A result of the past 10 years of being a working mother is that I'd like to be more proactive for current and future working mothers. I'd like to write more pieces that focus on employers harvesting a nurturing environment for working moms - which has the benefit of helping everyone (not just the working mom). I'd also like to focus on building a guild of working-mom friendly workplaces. If you work in a working mom-friendly workplace, send me a line. I'd love to hear what they are doing for you to help you more delicately manage work and parenting.
In the end, I can see myself, old and grey. The only regret I would have with my children would be if I stayed at a workplace that didn't value my time with my children and away from work. Only you know what feels right for you.

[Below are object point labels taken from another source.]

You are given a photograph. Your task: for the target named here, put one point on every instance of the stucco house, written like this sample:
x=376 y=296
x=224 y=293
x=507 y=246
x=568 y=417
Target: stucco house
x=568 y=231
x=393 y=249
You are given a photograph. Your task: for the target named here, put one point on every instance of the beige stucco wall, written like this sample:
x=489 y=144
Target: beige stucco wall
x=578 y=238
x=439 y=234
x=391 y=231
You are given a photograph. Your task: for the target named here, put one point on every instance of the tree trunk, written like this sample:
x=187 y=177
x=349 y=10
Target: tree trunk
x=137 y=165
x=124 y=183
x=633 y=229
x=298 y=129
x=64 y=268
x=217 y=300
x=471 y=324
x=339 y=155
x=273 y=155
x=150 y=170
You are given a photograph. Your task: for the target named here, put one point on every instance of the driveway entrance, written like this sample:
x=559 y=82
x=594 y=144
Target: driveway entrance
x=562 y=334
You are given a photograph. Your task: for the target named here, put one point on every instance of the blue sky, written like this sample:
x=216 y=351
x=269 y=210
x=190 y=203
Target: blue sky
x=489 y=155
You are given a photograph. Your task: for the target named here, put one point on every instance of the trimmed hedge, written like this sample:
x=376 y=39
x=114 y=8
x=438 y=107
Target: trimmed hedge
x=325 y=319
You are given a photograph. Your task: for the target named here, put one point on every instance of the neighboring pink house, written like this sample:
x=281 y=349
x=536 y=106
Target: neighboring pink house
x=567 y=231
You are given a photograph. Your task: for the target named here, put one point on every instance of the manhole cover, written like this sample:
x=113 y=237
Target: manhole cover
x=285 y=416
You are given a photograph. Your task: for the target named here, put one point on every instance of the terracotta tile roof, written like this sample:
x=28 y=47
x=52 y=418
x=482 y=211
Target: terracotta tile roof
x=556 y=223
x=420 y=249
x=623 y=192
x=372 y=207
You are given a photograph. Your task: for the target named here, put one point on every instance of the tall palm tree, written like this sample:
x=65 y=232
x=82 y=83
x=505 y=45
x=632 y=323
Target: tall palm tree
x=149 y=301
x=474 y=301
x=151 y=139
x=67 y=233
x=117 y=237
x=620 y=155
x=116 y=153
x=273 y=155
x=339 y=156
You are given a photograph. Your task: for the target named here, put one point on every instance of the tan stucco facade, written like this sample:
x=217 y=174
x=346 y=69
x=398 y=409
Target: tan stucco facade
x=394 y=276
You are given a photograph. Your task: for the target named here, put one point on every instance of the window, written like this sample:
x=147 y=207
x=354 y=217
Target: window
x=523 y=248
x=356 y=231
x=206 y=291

Fight for what you believe in.
Yes, it's not fair. Men don't have to invest this time as they think about a family that may be 5 years into the future. But right now, the men in power aren't listening to us. I'm not succumbing to this inequality, I'm just giving helpful hints as we push through to earn our rights. If she has to go back in order to keep her job and/or benefits (until we get better legislation), let's make it easier for her and her cherubs. To describe this, I have this perfect The West Wing interchange from season two:
Sam: They have bathrobes at the gym?
C.J.: In the women's locker room.
Sam: But not the men's.
C.J.: Yeah.
Sam: Now, that's outrageous. There's a thousand men working here and fifty women...
C.J.: Yeah, and it's the bathrobes that's outrageous.
In closing, I'll leave you with a portion of an email that I sent to a former boss who was leaving for a new job.
"It took my vision, but also the support of the university to let me
work my magic. Not just initial support, but continued support. So, before you
leave, I wanted to THANK YOU for continuing to support me and my vision. Also,
for giving me flex time to build my family and my children’s values – and for
trusting me with that flex time. I’m sure you’ll see them in the future working
to change the world for the right reasons."